Un autre détail surprenant est la découpe très géométrique et pas du tout réaliste des ombres que l’on trouve dans de nombreux dessins et qui renforce encore l’impression de lumière éblouissante.

Les illustrations jointes ont été scannées à partir d’une édition originale de 1909 sur papier vélin un peu jauni par le temps. Les autres à partir de la réédition des années 70. Espérons malgré la piètre qualité de certaines qu’elles permettront d’avoir un bon aperçu du dernier grand travail de Daniel Vierge, en espérant la belle réédition qui lui rendrait justice.

Daniel Vierge est mort dans sa maison de Boulogne-sur-Seine le 10 mai 1904 et est enterré au cimetière Montparnasse. Sa femme a fait deux ans plus tard don au musée Carnavalet d’un certain nombre de dessins qui sont consultables sur le site des musées de Paris.

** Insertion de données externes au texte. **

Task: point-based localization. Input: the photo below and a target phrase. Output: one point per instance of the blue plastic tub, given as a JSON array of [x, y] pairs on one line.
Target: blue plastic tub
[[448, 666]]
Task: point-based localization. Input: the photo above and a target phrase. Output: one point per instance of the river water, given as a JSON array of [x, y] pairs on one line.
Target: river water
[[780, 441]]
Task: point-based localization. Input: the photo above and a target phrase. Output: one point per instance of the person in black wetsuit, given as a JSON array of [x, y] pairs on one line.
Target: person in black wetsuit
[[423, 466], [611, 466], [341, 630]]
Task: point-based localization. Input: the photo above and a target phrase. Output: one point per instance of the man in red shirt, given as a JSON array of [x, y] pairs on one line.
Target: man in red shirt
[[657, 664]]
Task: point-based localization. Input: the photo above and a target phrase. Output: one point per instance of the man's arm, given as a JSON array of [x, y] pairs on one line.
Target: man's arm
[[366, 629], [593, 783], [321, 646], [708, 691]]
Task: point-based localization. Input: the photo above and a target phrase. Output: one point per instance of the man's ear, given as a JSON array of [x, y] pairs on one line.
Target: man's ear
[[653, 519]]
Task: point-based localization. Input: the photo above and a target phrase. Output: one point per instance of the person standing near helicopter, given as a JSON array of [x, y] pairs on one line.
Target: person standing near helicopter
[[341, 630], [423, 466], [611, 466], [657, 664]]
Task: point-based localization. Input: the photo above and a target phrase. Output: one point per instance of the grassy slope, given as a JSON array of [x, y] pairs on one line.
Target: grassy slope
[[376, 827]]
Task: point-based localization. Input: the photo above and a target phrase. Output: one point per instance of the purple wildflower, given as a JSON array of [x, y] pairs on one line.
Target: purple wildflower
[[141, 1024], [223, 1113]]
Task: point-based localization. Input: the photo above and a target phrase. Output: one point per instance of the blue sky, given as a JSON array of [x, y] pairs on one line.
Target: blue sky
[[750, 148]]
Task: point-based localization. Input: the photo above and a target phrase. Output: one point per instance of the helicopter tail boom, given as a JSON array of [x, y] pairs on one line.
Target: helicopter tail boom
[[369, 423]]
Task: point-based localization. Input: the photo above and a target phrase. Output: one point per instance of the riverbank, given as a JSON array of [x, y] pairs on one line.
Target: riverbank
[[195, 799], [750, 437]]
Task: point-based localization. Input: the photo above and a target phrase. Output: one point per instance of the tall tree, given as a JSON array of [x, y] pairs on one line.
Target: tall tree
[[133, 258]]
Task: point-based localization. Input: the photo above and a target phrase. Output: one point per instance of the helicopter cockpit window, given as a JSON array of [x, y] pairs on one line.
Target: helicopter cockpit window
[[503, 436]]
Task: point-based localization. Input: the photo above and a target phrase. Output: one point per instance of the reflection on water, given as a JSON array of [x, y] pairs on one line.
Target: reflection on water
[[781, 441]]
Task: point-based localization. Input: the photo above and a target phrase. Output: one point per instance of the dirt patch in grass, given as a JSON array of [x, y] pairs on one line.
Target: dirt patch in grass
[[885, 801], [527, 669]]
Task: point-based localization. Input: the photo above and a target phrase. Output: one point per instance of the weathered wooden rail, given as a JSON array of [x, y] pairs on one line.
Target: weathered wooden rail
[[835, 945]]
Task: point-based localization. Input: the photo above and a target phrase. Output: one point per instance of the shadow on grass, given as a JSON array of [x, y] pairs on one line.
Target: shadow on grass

Pour conclure, laissons la parole a José-Maria de Hérédia, qui, dans la préface qu’il a écrite pour l’édition chez Tallandier du Cabaret des trois vertus de Saint-Juirs, racontait sa visite dans le petit atelier de Boulogne:

Daniel Vierge est aujourd’hui dans la pleine vigueur du talent et de l’âge. Il rêve de grandes choses. Il les fera. Il entreprend Gil Blas, il a commencé le Don Quichotte.
Au fond de son atelier de Boulogne, l’autre jour, nous feuilletions de compagnie les carnets et les albums rapportés d’Espagne lors du voyage qu’il fit l’an passé sur la piste du Chevalier de la Triste-Figure. Et tout en voyant défiler, au hasard de la page, fixés en quelques coups de crayon ou par de puissantes touches d’aquarelle, tous les pays que célébra Cervantès, la Manche stérile, le champ de Montiel, San Pedro, Argamasilla de Alba, Cardenas, Alcazar de San Juan et le divin Toboso, et les clochers, les miradors, les fenêtres grillées, les marchés, les hôtelleries et les bêtes et les gens et la Sierra Morena où l’amoureux hidalgo fit tant de chevaleresques culbutes sur la Pena Pobre, avec ses ciels orageux, ses roches aveuglées de soleil, ses terrains ravinés et sanglants et ses horizons d’azur sombre, je regardais le grand et brave artiste qui prenait plaisir à montrer comme il avait bien travaillé. Je regardais sa belle carrure, sa tête solidement construite, aux traits mâles, d’un fier dessin, qu’éclaire un bon sourire et profondément enchâssés sous la haute arcade sourcilière, ses yeux, des yeux d’un bleu splendide et pur qui ont vu, reflété, saisi, pénétré, scruté, retenu et fixé à jamais tant de choses. Et je songeais: ces yeux sont des miroirs magiques.